Passive broadband Faraday isolator for hybrid integration to photonic circuits without lens and external magnet

Optical isolation based on a non-reciprocal effect is crucial for proper operation of several high-performance photonic devices such as in telecommunications, light detection and ranging, and even quantum platforms. The magneto-optical Faraday rotation is the most commonly used non-reciprocal effect as it offers unique advantages, including broadband operation, wide input optical power range, low insertion losses and high optical isolation, but it is currently not conducive to miniaturization.
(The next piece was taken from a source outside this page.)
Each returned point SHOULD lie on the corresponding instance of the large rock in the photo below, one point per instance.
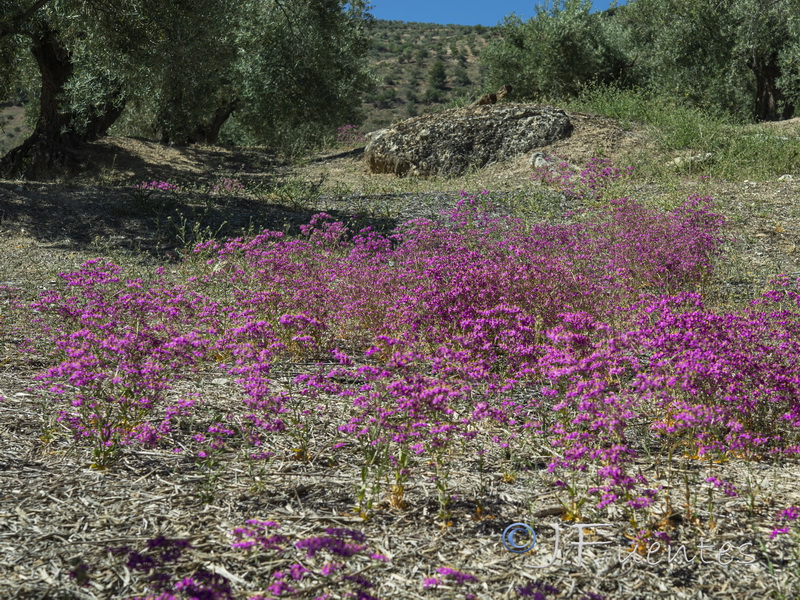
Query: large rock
(453, 141)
Two major impediments hinder the direct integration of Faraday isolators into photonic chips: the need for bulky external magnets and the challenging fabrication of low-loss waveguides that would eliminate the need for free-space coupling optics. Here we have addressed both challenges using a new femtosecond laser writing technique to create waveguides within the bulk of latched bismuth-doped iron garnet slabs without altering its magneto-optic functionality. As a result, we have achieved a Faraday rotator waveguide exhibiting <0.15 dB insertion loss with a figure of merit of 346° dB−1. By interposing this Faraday rotator between two 30-μm-thick polarizers, we further demonstrate a miniaturized optical isolator waveguide with >25 dB isolation ratio and <1.5 dB insertion loss over the entire optical telecom C-band for hybrid integration to photonic circuits without lenses and external magnet. Using a new femtosecond laser writing technique, researchers inscribed waveguides within latched bismuth-doped iron garnet, enabling a Faraday rotator waveguide exhibiting <0.15 dB insertion loss and a figure of merit of 346° dB−1. This enabled a miniaturized optical isolator waveguide with >25 dB isolation ratio and <1.5 dB insertion loss over the entire optical telecom C-band, without lenses or an external magnet.